Here is a FANTASTIC BUTT BLASTER WORKOUT that you can do anywhere...No Excuses!
Warm-up: Get a step, staircase, chair, park bench, street curb
100 Toe taps, rest 30 seconds
100 Up and Over Step
(If you are using equipment ie. staircase that doesn't allow you to go up and over, split the reps and perform 50 side step ups each side)
3 Sets
A) Weighted Step-ups - 15x each side
-Do all of them on your left leg first, keep your left foot on step ( do not remove it during exercise), when at the top of the motion on the step, kick right leg back squeezing your glute, keep that right leg straight, step down!
B) Stationary Alternating Forward Lunges, hold DBs - 15x each side.
C) Straight Leg Deadlifts, take a wide stance with DBs - 15x
*Rest for 45 seconds and go again!
3 Sets - Conditioning Sequence:
A) 50 Feet together Jumps front to Back
B) 20 Pop Squats (Get your butt low!!)
C) 20 Feet Touching Jump Squats
D) 20 Walking Lunges Down, 20 Back
E) Jump Lunges holding DBs - 10x each side
-Land softly to protect your joints and take your time being explosive. Once done, drop weights and do 5 more jump lunges each side.
*Rest for 45 seconds and go again!
Doesn't look too horrendous on paper does it!?
But it is one of those EPIC workouts where you will wake up the next morning in a world of trouble, which i kinda like! Your lower half will be SORE! It will be due to the fact that your glutes were firing on all cylinders, regardless of what exercise you were doing. Keep in mind, that strong glutes aren't just aesthetically pleasing but they prevent a whole array of injuries.

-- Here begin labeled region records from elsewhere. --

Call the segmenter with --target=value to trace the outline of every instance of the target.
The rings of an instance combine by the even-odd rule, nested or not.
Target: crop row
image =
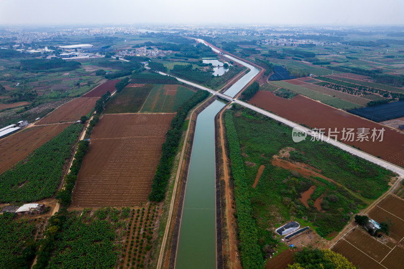
[[[317,76],[324,76],[326,75],[341,73],[338,71],[333,71],[333,70],[330,70],[326,68],[310,66],[295,61],[277,59],[271,59],[271,61],[284,66],[289,73],[291,73],[291,75],[292,76],[298,75],[297,74],[293,74],[294,72],[293,70],[296,70],[297,72],[304,73],[300,74],[300,75],[302,75],[298,76],[307,76],[310,74],[313,74]]]
[[[273,91],[279,88],[279,87],[270,83],[264,83],[260,86],[260,91]]]
[[[69,126],[0,175],[0,201],[30,202],[53,195],[82,129],[80,124]]]
[[[293,85],[285,81],[273,81],[273,84],[277,85],[282,88],[293,91],[300,94],[306,96],[309,98],[318,100],[321,102],[336,107],[349,110],[359,107],[359,105],[350,102],[341,100],[337,98],[321,93],[317,91],[304,88],[302,87]]]
[[[391,91],[392,92],[404,93],[404,89],[400,89],[399,88],[396,88],[395,87],[392,87],[391,86],[388,86],[387,85],[379,84],[373,82],[370,82],[369,81],[364,81],[363,80],[358,80],[357,79],[354,79],[341,77],[338,77],[337,78],[337,78],[337,79],[339,80],[342,80],[346,82],[350,82],[351,83],[354,83],[355,84],[362,85],[363,86],[366,86],[367,87],[375,88],[376,89],[379,89],[381,90],[385,90],[388,91]]]
[[[34,269],[113,268],[130,209],[62,210],[49,220]]]

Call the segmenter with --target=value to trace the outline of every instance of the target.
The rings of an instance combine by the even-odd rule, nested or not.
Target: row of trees
[[[256,63],[259,66],[265,68],[265,72],[264,72],[265,76],[269,76],[274,71],[274,65],[268,60],[256,58]]]
[[[152,183],[149,200],[160,202],[164,199],[172,168],[172,162],[177,154],[186,116],[192,107],[206,99],[209,95],[209,92],[199,90],[177,110],[177,114],[171,121],[171,128],[166,134],[166,142],[163,144],[161,157]]]
[[[159,84],[176,84],[178,81],[171,76],[164,76],[157,73],[138,73],[131,76],[132,81],[135,83]]]
[[[251,217],[252,208],[248,190],[249,186],[245,180],[244,165],[232,112],[228,112],[225,115],[225,124],[231,163],[231,174],[234,182],[234,198],[241,263],[245,269],[262,268],[264,257],[259,247],[257,223]]]
[[[80,140],[77,143],[77,148],[70,168],[70,173],[65,176],[64,188],[56,194],[56,199],[63,206],[69,206],[72,202],[72,192],[77,180],[83,159],[89,148],[90,142],[88,140]]]
[[[73,70],[78,68],[81,64],[74,61],[60,59],[53,60],[28,59],[20,62],[20,69],[29,72],[39,70],[49,70],[55,68],[63,68],[67,70]]]
[[[242,93],[241,93],[241,99],[248,101],[254,96],[256,93],[260,90],[260,84],[257,81],[254,81],[248,86]]]

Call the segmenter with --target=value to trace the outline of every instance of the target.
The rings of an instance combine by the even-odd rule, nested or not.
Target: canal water
[[[234,97],[259,71],[238,59],[226,57],[250,69],[224,93]],[[180,228],[177,269],[216,267],[214,119],[225,104],[221,100],[215,101],[196,120]]]

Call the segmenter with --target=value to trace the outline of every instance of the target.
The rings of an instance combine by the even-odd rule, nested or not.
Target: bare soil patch
[[[304,204],[306,207],[309,207],[309,204],[307,203],[308,200],[310,199],[310,196],[312,196],[317,188],[315,186],[310,187],[308,190],[301,194],[301,197],[299,198],[301,203]]]
[[[98,98],[77,98],[53,111],[36,125],[73,122],[87,115],[95,105]]]
[[[94,128],[72,195],[76,207],[146,202],[174,114],[105,115]]]
[[[381,130],[384,127],[382,141],[345,141],[349,145],[360,147],[361,150],[374,156],[381,157],[395,165],[404,166],[404,135],[402,133],[386,128],[374,122],[354,116],[304,97],[297,95],[290,100],[281,98],[269,91],[260,91],[249,102],[272,111],[277,115],[298,124],[305,124],[311,128],[325,128],[326,135],[329,129],[335,128],[340,133],[338,139],[342,138],[343,128],[369,128]],[[355,140],[356,138],[355,139]]]
[[[265,166],[263,165],[262,165],[260,167],[260,168],[258,169],[258,172],[257,173],[257,176],[256,176],[256,180],[254,181],[254,184],[252,184],[252,188],[254,189],[256,188],[257,184],[258,184],[258,182],[260,181],[261,176],[262,176],[262,173],[264,172],[264,169],[265,169]]]
[[[55,124],[29,128],[0,140],[0,174],[24,159],[69,125]]]
[[[29,102],[17,102],[13,103],[0,103],[0,110],[5,110],[6,109],[12,109],[13,107],[18,107],[18,106],[22,106],[23,105],[26,105],[30,104]]]
[[[103,94],[110,91],[111,94],[116,90],[115,84],[120,81],[120,79],[115,80],[109,80],[106,82],[99,85],[94,89],[87,92],[81,97],[101,97]]]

Remember, there is no black or white rule on how an exercise should be done, its important to take the training goal into consideration. In this case, FOCUS on your glutes!

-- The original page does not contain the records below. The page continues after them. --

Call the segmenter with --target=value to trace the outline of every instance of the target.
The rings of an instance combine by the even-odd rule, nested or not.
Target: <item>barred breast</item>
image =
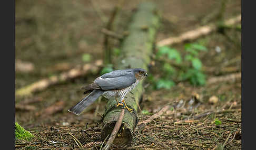
[[[102,95],[106,98],[109,99],[111,97],[120,97],[123,100],[125,95],[130,92],[132,90],[134,89],[136,85],[139,83],[139,80],[136,80],[136,82],[133,83],[130,86],[121,89],[121,90],[107,90],[104,92]]]
[[[121,98],[121,99],[123,100],[124,98],[124,97],[125,97],[125,95],[129,92],[130,92],[130,91],[131,91],[132,90],[134,89],[135,87],[136,87],[136,85],[137,85],[138,83],[139,83],[139,80],[136,80],[136,82],[135,82],[134,83],[133,83],[130,86],[129,86],[129,87],[128,87],[126,88],[124,88],[123,89],[117,90],[117,93],[118,93],[119,97]]]

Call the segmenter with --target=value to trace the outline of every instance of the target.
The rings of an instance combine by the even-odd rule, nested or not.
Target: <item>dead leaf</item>
[[[211,103],[216,104],[219,101],[219,98],[213,95],[211,97],[208,101]]]

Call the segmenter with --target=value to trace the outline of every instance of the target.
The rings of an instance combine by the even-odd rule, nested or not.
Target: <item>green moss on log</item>
[[[30,140],[34,135],[15,122],[15,139]]]
[[[121,54],[117,59],[116,69],[142,68],[147,69],[150,62],[150,56],[159,24],[159,16],[154,4],[145,2],[141,4],[132,16],[128,28],[128,35],[123,39],[121,46]],[[120,130],[112,144],[112,147],[121,149],[130,145],[135,127],[137,123],[136,113],[139,100],[144,92],[143,80],[126,95],[125,103],[133,112],[125,110],[125,114]],[[105,140],[114,128],[122,109],[116,108],[114,98],[108,101],[103,119],[102,139]]]

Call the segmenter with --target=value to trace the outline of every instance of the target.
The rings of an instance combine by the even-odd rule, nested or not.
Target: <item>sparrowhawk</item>
[[[117,103],[116,106],[122,105],[132,112],[132,109],[128,108],[125,104],[124,98],[137,85],[140,80],[146,76],[146,71],[142,68],[117,70],[104,74],[96,78],[92,83],[82,88],[85,90],[84,94],[90,94],[70,109],[68,111],[80,115],[102,95],[107,99],[114,97]],[[119,102],[117,98],[120,98],[122,103]]]

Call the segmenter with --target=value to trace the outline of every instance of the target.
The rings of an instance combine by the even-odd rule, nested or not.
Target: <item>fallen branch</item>
[[[115,123],[115,126],[114,127],[114,128],[112,131],[112,132],[111,133],[111,134],[110,134],[110,137],[109,138],[109,141],[107,141],[107,143],[106,144],[106,145],[105,145],[103,149],[104,150],[109,149],[110,146],[111,146],[111,145],[112,144],[113,142],[114,142],[114,140],[115,139],[115,136],[116,136],[116,134],[117,134],[118,131],[119,131],[119,129],[120,128],[120,127],[122,125],[122,121],[123,121],[123,118],[124,117],[124,109],[123,109],[121,110],[117,121]]]
[[[224,23],[225,26],[231,26],[241,22],[241,15],[231,18]],[[186,31],[178,37],[171,37],[156,42],[157,46],[163,46],[177,44],[186,40],[192,40],[206,35],[218,29],[218,26],[213,24],[199,27],[195,30]]]
[[[15,104],[15,110],[16,111],[31,111],[35,110],[36,108],[33,105]]]
[[[142,68],[147,70],[160,20],[159,15],[155,13],[156,10],[155,5],[150,2],[144,2],[139,5],[127,27],[129,34],[122,41],[121,52],[115,61],[115,69]],[[143,80],[140,81],[135,89],[126,95],[126,104],[133,109],[133,112],[125,109],[120,134],[114,140],[112,147],[123,149],[130,146],[131,143],[137,123],[139,101],[144,91],[143,83]],[[122,109],[116,105],[116,101],[114,98],[107,101],[103,119],[102,140],[111,134]]]
[[[85,64],[83,67],[77,67],[71,69],[67,72],[64,72],[58,76],[54,76],[50,78],[42,79],[34,82],[24,88],[16,91],[16,96],[27,96],[32,94],[33,92],[42,91],[50,85],[64,82],[68,80],[78,78],[88,73],[89,71],[97,72],[100,67],[102,65],[102,61],[98,60],[94,64]]]
[[[224,76],[221,76],[218,77],[212,77],[208,79],[207,84],[211,84],[220,82],[232,81],[234,82],[238,80],[241,80],[241,72],[232,73],[231,74],[226,75]]]
[[[169,105],[166,105],[164,106],[162,109],[161,109],[157,113],[151,116],[150,118],[143,121],[139,122],[137,124],[137,126],[140,130],[142,130],[144,127],[146,126],[146,124],[151,122],[153,121],[153,120],[163,115],[166,111],[169,109],[170,107],[170,106]]]
[[[122,39],[123,38],[123,36],[122,35],[117,34],[116,33],[114,33],[111,30],[106,29],[105,28],[103,28],[102,29],[101,29],[101,32],[106,35],[117,38],[118,39]]]

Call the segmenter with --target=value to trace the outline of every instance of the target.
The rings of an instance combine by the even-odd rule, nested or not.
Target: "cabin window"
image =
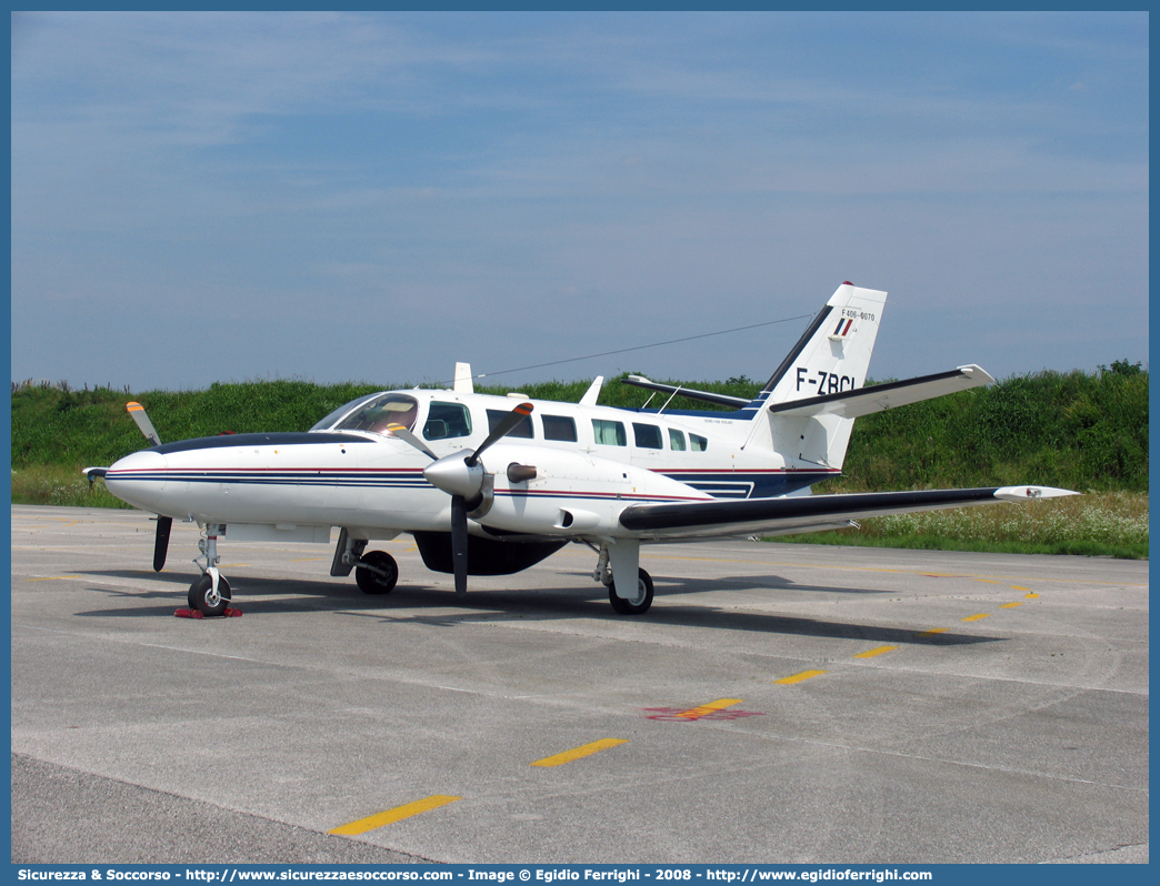
[[[566,440],[577,442],[575,420],[567,415],[542,415],[544,422],[544,440]]]
[[[629,435],[625,434],[622,422],[593,419],[592,433],[596,437],[596,442],[603,443],[606,446],[629,445]]]
[[[495,427],[508,416],[509,412],[503,409],[487,411],[487,433],[491,434]],[[508,431],[509,437],[532,437],[531,416],[524,415],[520,423]]]
[[[660,428],[655,424],[638,424],[632,422],[632,438],[639,449],[664,449],[661,443]]]
[[[471,413],[463,404],[433,402],[423,424],[427,440],[449,440],[471,434]]]
[[[369,430],[390,436],[387,426],[401,424],[411,430],[419,414],[419,401],[406,394],[383,394],[368,400],[361,408],[334,426],[334,430]]]

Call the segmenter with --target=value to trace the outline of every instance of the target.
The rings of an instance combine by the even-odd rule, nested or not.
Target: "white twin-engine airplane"
[[[387,594],[394,559],[371,539],[409,532],[429,569],[467,575],[527,569],[568,542],[597,553],[593,578],[612,609],[639,615],[653,582],[640,544],[722,536],[788,535],[857,525],[854,520],[969,504],[1074,495],[1018,486],[810,495],[841,473],[854,420],[994,379],[959,366],[863,387],[886,293],[838,288],[753,400],[657,384],[660,408],[597,406],[602,378],[579,404],[477,394],[466,364],[452,390],[376,393],[302,434],[237,434],[160,442],[139,404],[129,411],[153,443],[109,469],[109,492],[158,515],[153,568],[165,564],[174,518],[196,521],[202,575],[189,605],[222,615],[230,583],[220,538],[329,543],[331,575],[355,571],[368,594]],[[681,395],[734,412],[668,409]],[[646,404],[647,407],[647,404]]]

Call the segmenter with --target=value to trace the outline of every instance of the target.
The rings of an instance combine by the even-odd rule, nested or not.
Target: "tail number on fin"
[[[802,390],[802,383],[815,385],[819,394],[836,394],[842,391],[853,391],[857,387],[857,383],[854,380],[853,376],[838,376],[833,372],[826,372],[819,369],[818,378],[810,378],[810,370],[804,366],[798,366],[797,373],[798,391]]]

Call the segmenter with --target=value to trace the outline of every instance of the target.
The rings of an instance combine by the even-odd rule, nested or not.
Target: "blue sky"
[[[1147,363],[1146,14],[16,14],[13,378],[449,379],[890,292]],[[495,377],[764,379],[807,320]]]

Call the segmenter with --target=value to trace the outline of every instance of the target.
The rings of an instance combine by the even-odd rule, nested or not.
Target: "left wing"
[[[780,499],[717,499],[673,504],[633,504],[621,511],[621,525],[643,538],[690,538],[720,535],[792,535],[848,526],[863,517],[943,510],[972,504],[1036,501],[1079,495],[1050,486],[1001,486],[980,489],[920,489],[844,495],[788,495]]]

Give me any leg exercise, and i can turn it into a glute-dominant exercise by manipulating my arms or becoming 100% focused on mind-muscle connection. I am sure my clients get tired of hearing me say "glutes, glutes, glutes" "drive through your heels" "squeeze your glutes" "drive your hips forward" "keep your ass and abs tight"! For example, by having a slight forward lean and a more vertical shin while doing a step up you increase the focus on the hip/glutes. When you squat, focus on pushing your heels through the floor and driving your hips forward. Doing a DB lunge, sit back or push back on the back foot (toes), sink down keeping my back straight to maximize the stretch on my glutes.